Political divide fueled by ‘grievance’ of ‘resentful rural’ GOP voters, claims Washington Post report
A Washington Post report claimed that “resentful rural” Americans vote Republican because they feel they’re not respected by the more urban, affluent and better-educated Democrats of the country.
The piece provided an in-depth analysis as to why these rural voters harbor such grievance against the rest of country, a dynamic the outlet pointed to as contributing significantly to the political divide in America.
The resentment comes from their perception that urbanites, politicians, and the media look down on them, the report found.
The Washington Post piece began with the observation that “Over the past 25 years, rural areas have increasingly voted Republican while cities have increasingly voted Democratic — a dividing line that has replaced the North/South divide as the nation’s biggest source of political friction.”
Detailing this division, the outlet claimed, “disproportionately White, older, more religious, less affluent and less highly educated voters who live in rural areas are more likely to hold socially conservative views generally championed by Republicans.”
It added, “Meanwhile, urban areas are filled with younger, more racially diverse, more highly educated and more affluent people who hold the more socially liberal views generally championed by Democrats.”
Though rural voters harbor a feeling of “geographic inequality,” the Post noted, describing it as “the idea that rural areas receive less than their fair share from the government, are ignored by politicians, and are mocked and derided in popular culture. Without these beliefs, the urban-rural political divide would not be as vast as it is today.”
The piece continued, presenting this dynamic as a highly evident trope among these voters. “Anyone who has spent time studying rural communities knows that rural residents hold deep and pervasive grievances about how they’re viewed.”
Providing further detail, it said, “That can be resentment about their unfair treatment by the government, dismissive comments from politicians, or media portrayals that either simplify country life and its problems or flat-out ignore ‘flyover country.’”
The report confirmed, “Our research has involved numerous national surveys — and we find that rural beliefs about geographic inequity, or what we and others call rural resentment, are widespread across the country.”
The outlet further delved into why such voters go for Republicans. It cited political scientist Katherine Cramer, saying, “many of the purported sources of rural grievances — including the government and media elites — are psychologically associated much more strongly with the Democrats than with Republicans.”

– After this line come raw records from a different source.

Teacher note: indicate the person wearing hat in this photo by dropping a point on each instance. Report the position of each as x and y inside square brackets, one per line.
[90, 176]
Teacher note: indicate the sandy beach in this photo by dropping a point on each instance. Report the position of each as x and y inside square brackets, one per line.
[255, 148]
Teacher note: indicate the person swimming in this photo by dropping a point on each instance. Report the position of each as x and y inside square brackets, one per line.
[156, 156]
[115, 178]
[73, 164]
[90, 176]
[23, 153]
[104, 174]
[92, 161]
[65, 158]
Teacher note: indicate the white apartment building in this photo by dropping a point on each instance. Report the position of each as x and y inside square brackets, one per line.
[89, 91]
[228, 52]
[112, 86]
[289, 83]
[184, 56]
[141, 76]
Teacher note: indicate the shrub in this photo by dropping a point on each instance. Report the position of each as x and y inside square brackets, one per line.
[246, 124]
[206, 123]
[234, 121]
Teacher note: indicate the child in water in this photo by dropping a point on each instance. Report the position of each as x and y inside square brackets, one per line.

It then explored whether resentful rural voters are justified in their grievance and thus their GOP votes. “Certainly, rural areas are sicker and poorer than nonrural America. And rural areas have undoubtedly lost many sources of meaning, money and respect over the past three decades.”
Though the Post claimed that rural voters have plenty of political power, stating, “rural states have more power than their numbers would warrant in institutions like the U.S. Senate and the electoral college. At least in politics, rural voices are already amplified.”
Ultimately, the paper claimed this grievance, which drives rural voters to GOP candidates, is based on “perceptions, not facts.” It wrote, “But voters form judgments based on what they believe to be true. And most rural voters resent what they perceive to be real geographic inequity. Perceptions, not facts, drive political behavior.”